Down the path, we stop again. Where a trickle of water slicks the rocks dark, more bright clusters shoulder their way through the soil. I park myself on the side of the trail and bend close. The tiny blossoms are no bigger than my pinkie nail. They are white. Even the centers with their aurora of hair-like petals are white. The stems, a furred and frosted green, stand in close bunches with an explosion of flowers at the end of each. Giovanni a little further up the hill. I am worried he is bored, but he tells me to take my time. He steps closer and leans in. “That one?” he asks, glancing between page and blossom.  “No,” he says, answering his own question. “This one is too white in the middle.

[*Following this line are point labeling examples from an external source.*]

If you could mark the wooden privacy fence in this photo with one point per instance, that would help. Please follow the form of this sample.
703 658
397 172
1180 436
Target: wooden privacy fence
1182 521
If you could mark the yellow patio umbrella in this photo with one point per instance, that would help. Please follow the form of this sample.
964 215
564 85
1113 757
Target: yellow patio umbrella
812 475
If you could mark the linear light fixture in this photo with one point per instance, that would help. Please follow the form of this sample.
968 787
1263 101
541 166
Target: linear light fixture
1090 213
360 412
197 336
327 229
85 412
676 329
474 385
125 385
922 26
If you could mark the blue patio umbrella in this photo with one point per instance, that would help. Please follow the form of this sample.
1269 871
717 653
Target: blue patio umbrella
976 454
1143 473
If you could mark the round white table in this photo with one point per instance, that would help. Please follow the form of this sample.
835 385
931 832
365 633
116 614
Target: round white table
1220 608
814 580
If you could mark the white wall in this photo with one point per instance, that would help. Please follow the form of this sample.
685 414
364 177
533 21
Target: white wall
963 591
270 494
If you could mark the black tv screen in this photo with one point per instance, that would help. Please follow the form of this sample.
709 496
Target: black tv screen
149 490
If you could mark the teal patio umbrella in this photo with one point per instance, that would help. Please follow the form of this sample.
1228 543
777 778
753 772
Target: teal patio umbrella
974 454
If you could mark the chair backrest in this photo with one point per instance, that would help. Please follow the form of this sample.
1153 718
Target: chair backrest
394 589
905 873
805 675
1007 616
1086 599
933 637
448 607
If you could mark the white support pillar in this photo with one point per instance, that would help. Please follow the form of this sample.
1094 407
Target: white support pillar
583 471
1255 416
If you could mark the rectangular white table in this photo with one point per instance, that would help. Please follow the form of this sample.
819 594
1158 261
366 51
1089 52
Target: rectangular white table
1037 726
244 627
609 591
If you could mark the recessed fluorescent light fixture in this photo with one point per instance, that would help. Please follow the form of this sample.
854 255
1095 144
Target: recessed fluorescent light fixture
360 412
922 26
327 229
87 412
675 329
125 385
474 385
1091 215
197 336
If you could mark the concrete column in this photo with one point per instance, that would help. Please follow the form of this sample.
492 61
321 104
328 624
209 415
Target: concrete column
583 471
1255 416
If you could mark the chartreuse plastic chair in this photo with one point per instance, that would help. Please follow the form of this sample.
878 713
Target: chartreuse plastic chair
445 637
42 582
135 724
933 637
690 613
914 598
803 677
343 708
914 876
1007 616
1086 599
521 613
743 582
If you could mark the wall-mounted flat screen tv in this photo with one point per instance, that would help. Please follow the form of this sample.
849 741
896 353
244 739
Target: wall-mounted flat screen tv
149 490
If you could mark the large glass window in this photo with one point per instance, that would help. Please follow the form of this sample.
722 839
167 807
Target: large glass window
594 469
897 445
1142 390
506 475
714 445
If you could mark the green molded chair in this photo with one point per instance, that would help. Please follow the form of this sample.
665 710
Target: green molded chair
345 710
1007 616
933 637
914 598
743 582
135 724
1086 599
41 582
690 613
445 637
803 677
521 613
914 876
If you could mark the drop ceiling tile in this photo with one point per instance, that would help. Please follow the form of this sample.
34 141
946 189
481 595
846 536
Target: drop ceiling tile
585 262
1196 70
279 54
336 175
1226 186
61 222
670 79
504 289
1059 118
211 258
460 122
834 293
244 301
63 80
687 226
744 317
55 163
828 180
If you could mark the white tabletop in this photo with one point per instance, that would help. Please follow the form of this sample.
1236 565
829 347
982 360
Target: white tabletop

It’s not as fuzzy, either.” He rests on his haunches, holding the lead as Fenway snuffles in the damp soil. After a few quiet passes, I close the book and shrug.
 
“Maybe it’s a wildflower,” he tells me.
 
“Yeah, a wildflower.” We begin walking again. At the crossroads where the Compton Gap spur crosses the Appalachian Trail, a small marbling of grayish white appears at our feet.
 
“What’s that?” Giovanni asks. This time, he is the first to crouch. I join him. Our foreheads touching, we gaze at the alien flower. It is a midget, milky and bulbous and growing in the low shade. It is nothing anyone would call “beautiful.” Small shoots of the simultaneously spiked and rounded flower push through the moss. We gaze together, naming what we see before we even open the book.
 

“It is sort of pink underneath.”
 
“The stalk is furry.”
 
“The leaves are ovals. See the veins? And they are spread out on the ground.”
 
We count the seeds, if that is what they are. Finally, I pull out the guide and we leaf through the pages. “No,” he murmurs. “Uh, uh. Keep going.” Then, he cries, “That one!” His shout gets the dog’s attention. She trots over, ears up. All three of us hover between flower and page.
 
“Plantain-leaf Pussytoes,” I read.
 
He chuckles. “Pussytoes.” I turn to the page with the description and as I read it out, Giovanni touches the flower, nodding as the particulars of the living thing fall into line with the words describing it. “That’s it,” he says.
 
We are up, a second wind carrying down the final stretch of the trail towards the car. I am giddy about the flower and its name. “We found one!”
 
“Two,” he corrects. “That bluebell thing, too.”
 
“Blue violet,” I say.
 
We have found nothing, of course, nothing but a series of letters in a book corresponding with what is right in front of us. Why does it satisfy so well, this puzzle and its specious solution? Why are we so compelled to bend in close and inspect the organs of a small, gray seed pod, and to describe it with such precision?
 
Vision cares nothing for beauty. It cares even less for the confines of language. The eye’s only pleasure is in gazing intently at a thing and painting the edges into memory, rubbing light against husk until a shape appears.Looking closely confirms what we know in our uneasy hearts: every incarnation both clings to and recoils from the earth itself. Borders bleed away. Shrub, stone, seed, sun: each works its component parts into the soles of our retreating boots, catching a lift to someplace entirely new so it can become something entirely different. We take comfort in image as it fades into name, then legend, then just a phantom whispering at the limits of memory. Meanwhile, the living thing has not only forgotten us, it is already gone.